TROOST VAN VREEMDEN

Wat heb ik me op de hals gehaald toen ik zei dat ik nader zou ingaan op de troost van vreemden. Er is al zoveel over geschreven, door de eersten de besten, dat zeker, want die schrijven over alles, maar ook door gewoonweg de besten, zoals Ian McEwan, Tennessee Williams, Sophocles, Julia Kristeva en Neil Young. Ian McEwan’s tweede roman, als ik me niet vergis, heet The Comfort Of Strangers, en gaat, opnieuw als ik me niet vergis (want het is lang geleden en ik ben niet op die manier wetenschappelijk ingesteld dat ik voor alles meteen ‘mijn’ bronnen ga raadplegen), over een gehuwd stel dat te zeer ‘gehuwd’ is. Twee mensen die met elkaar verstrengeld, vergroeid zijn, één lichaam en één geest. In Venetië (of is het een andere stad; ik denk dat ik ook een verfilming van dat boek heb gezien) ontmoeten ze een ‘vreemde’, een sadistische man, en zijn zeer beschadigde masochistische vrouw. Die ontmoeting wordt hun noodlot.

Ik haal er toch even het boek bij, om te zien hoe het afloopt. Het einde vergeet ik altijd. Waarschijnlijk omdat ik zelf geen einde wil. Ik wil dat alles doorgaat, een toneelstuk, een film, een gesprek, een party, seks, alles. Het leven op aarde, vooral. Ik heb het meteen gevonden. 140 frank heb ik ervoor betaald, een mooie ingebonden versie, uitgegeven bij Jonathan Cape in 1981. Inderdaad, de tweede roman van Ian McEwan, de eerste was The Cement Garden, met Charlotte Gainsbourg. Ach, neen, dat was de film. Excuses. Verwarring. Wel een mooi boek, toch, daar niet van. Alle boeken van Ian McEwan zijn mooie boeken, en zo goed geschreven; ik hoop dat ze de tijd zullen trotseren. Dat nog veel vreemden ze zullen koesteren, later, als wij er niet meer zijn om de loftrompet te steken.

Maar ik dwaal af, dat komt ervan, zoveel jasmijnthee drinken is ook weer niet goed.
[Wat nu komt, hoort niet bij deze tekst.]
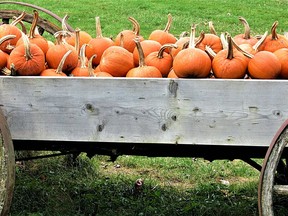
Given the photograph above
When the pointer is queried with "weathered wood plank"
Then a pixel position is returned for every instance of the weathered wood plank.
(281, 189)
(186, 111)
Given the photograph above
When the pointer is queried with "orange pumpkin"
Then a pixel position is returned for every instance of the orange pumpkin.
(229, 63)
(148, 46)
(192, 62)
(264, 65)
(282, 55)
(161, 59)
(3, 55)
(26, 59)
(117, 61)
(55, 54)
(274, 41)
(143, 70)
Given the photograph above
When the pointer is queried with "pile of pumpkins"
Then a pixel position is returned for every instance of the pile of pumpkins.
(78, 54)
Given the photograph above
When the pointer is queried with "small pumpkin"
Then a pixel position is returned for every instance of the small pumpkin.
(26, 59)
(274, 41)
(116, 61)
(55, 54)
(229, 63)
(148, 46)
(143, 70)
(212, 40)
(161, 59)
(192, 62)
(264, 65)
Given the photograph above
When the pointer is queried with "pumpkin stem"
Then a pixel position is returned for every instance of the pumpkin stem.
(200, 38)
(23, 27)
(169, 22)
(121, 39)
(98, 28)
(273, 30)
(184, 34)
(211, 28)
(224, 40)
(18, 19)
(164, 47)
(192, 36)
(136, 26)
(26, 42)
(210, 51)
(63, 23)
(77, 40)
(90, 66)
(230, 47)
(246, 26)
(61, 63)
(82, 56)
(249, 55)
(259, 42)
(141, 53)
(6, 37)
(34, 24)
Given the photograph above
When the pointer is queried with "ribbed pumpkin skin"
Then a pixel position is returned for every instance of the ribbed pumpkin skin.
(193, 63)
(164, 64)
(264, 65)
(98, 46)
(55, 54)
(148, 47)
(282, 55)
(3, 59)
(23, 67)
(225, 68)
(116, 61)
(180, 44)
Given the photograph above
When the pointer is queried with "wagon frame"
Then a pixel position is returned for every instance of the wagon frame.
(213, 119)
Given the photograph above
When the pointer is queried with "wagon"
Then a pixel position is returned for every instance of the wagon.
(209, 118)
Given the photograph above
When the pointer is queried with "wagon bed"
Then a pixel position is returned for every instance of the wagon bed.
(209, 118)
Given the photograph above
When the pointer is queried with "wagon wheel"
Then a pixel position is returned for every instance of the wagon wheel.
(7, 167)
(43, 24)
(273, 184)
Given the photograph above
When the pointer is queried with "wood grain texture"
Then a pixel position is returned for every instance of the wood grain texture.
(171, 111)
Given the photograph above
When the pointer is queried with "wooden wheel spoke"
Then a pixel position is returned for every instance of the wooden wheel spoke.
(280, 189)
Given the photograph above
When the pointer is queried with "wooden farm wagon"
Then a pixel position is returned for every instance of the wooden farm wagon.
(209, 118)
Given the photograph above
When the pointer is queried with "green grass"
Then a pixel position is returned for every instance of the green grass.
(172, 186)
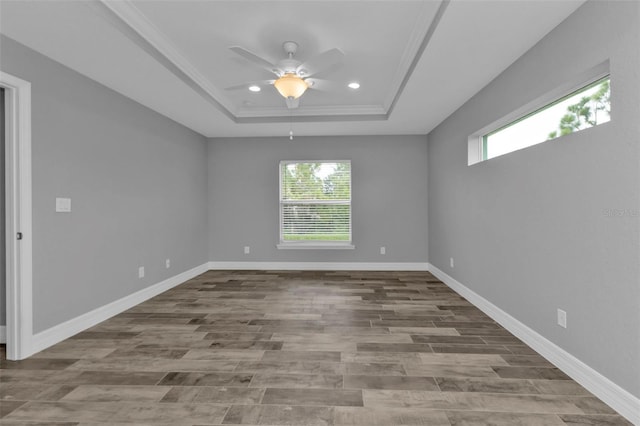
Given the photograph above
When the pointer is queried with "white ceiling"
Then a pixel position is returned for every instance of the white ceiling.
(417, 61)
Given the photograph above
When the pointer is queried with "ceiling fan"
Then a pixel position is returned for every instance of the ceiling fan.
(293, 76)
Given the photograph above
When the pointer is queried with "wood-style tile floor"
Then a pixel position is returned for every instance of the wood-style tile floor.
(297, 348)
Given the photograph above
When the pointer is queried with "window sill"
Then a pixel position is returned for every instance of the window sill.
(315, 246)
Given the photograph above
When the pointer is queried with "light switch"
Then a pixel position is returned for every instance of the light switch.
(63, 205)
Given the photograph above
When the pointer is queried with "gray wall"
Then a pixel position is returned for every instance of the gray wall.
(137, 181)
(3, 284)
(389, 201)
(529, 231)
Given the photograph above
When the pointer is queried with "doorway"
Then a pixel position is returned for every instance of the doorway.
(17, 227)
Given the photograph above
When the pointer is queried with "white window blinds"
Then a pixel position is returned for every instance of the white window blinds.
(315, 201)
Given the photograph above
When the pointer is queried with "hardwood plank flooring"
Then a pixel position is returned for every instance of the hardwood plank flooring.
(297, 348)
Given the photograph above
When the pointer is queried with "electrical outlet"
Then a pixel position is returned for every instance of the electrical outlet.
(562, 318)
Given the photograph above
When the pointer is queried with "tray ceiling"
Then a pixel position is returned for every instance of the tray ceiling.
(416, 61)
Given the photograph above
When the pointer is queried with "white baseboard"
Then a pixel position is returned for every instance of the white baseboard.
(321, 266)
(62, 331)
(616, 397)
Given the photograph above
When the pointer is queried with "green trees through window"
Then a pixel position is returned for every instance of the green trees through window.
(315, 201)
(587, 107)
(584, 113)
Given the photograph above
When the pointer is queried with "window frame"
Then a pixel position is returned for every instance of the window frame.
(314, 244)
(477, 141)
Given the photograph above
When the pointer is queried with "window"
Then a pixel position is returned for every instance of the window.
(315, 204)
(586, 107)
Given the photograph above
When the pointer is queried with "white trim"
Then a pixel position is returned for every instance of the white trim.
(619, 399)
(316, 246)
(128, 13)
(475, 145)
(75, 325)
(321, 266)
(18, 215)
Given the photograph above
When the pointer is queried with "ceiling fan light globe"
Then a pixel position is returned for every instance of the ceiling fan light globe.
(291, 86)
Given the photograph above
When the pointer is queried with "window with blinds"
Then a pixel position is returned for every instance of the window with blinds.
(315, 202)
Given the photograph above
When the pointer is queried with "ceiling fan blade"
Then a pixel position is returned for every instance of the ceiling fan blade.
(245, 86)
(255, 59)
(292, 103)
(321, 62)
(324, 85)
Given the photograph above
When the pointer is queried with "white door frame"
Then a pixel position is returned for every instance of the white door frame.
(17, 95)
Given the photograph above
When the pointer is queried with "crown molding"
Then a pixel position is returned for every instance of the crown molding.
(426, 39)
(129, 20)
(139, 29)
(420, 36)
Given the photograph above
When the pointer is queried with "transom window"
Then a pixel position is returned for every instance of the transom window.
(588, 106)
(315, 204)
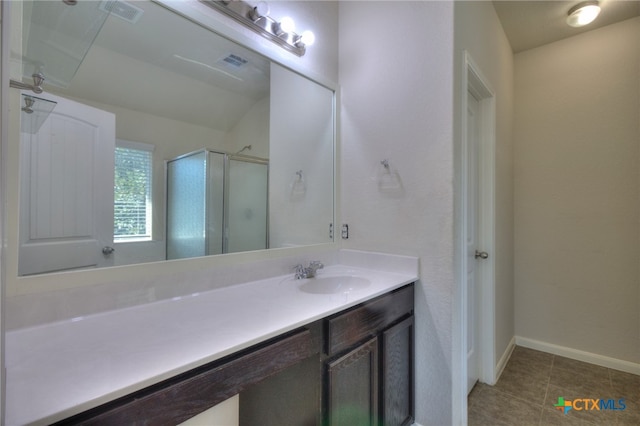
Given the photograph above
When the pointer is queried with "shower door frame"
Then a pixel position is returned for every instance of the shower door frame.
(227, 157)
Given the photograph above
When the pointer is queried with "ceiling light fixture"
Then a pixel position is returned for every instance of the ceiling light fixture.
(583, 13)
(257, 19)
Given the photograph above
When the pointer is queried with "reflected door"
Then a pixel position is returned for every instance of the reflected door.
(66, 211)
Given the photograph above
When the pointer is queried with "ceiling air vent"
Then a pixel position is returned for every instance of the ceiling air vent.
(122, 10)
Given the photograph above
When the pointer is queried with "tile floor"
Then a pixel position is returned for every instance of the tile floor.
(533, 381)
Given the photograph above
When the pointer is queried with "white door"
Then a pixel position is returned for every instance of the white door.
(66, 206)
(473, 136)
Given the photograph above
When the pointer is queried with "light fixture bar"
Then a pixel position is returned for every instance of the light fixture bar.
(252, 18)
The Comfort Of Stangers, daar ging het over. Wat staat hij nog jong en onschuldig afgebeeld op het jacket (ik vind nu even het Nederlandse woord niet voor ‘jacket’, dat krijg je met al dat geschrijf op flickr en van die toestanden, je vergeet de woorden van je moedertaal, een erge zaak, waar we echter niet dood van gaan). Ja, het eindigt met Mary’s identificatie van het lichaam. Haar man, Colin, is dood, vermoord door de ‘vreemden’ in de vreemde stad.
En wat lees ik op de laatste bladzijde? “But she explained nothing, for a stranger had arranged Colin’s hair the wrong way. She combed it with her fingers and said nothing at all.”
Ik blader nu terug naar bladzijde 76:
“Now men doubt themselves, they hate each other. Women treat men like children, because they can’t take them seriously.”
Beste lezer, denk nu niet dat dit een standpunt van de schrijver is, want dat is niet zo. Dit is de stem van een personage, bedacht door een nog zeer jonge, enigszins idealistische, bijna feministische schrijver.
Hoe het ook zij, ver ben ik nog niet gekomen met mijn troost van vreemden. En hoe zit het dan met Blanche Dubois in ‘A Streetcar Named Desire’? Ik zou het kunnen navertellen, maar ik citeer liever, dat is eerlijker:

“DOCTOR [to the MATRON] Let go.

[The MATRON releases her. BLANCHE extends her hands towards the DOCTOR. He draws her up gently and supports her with his arm and leads her through the portières.]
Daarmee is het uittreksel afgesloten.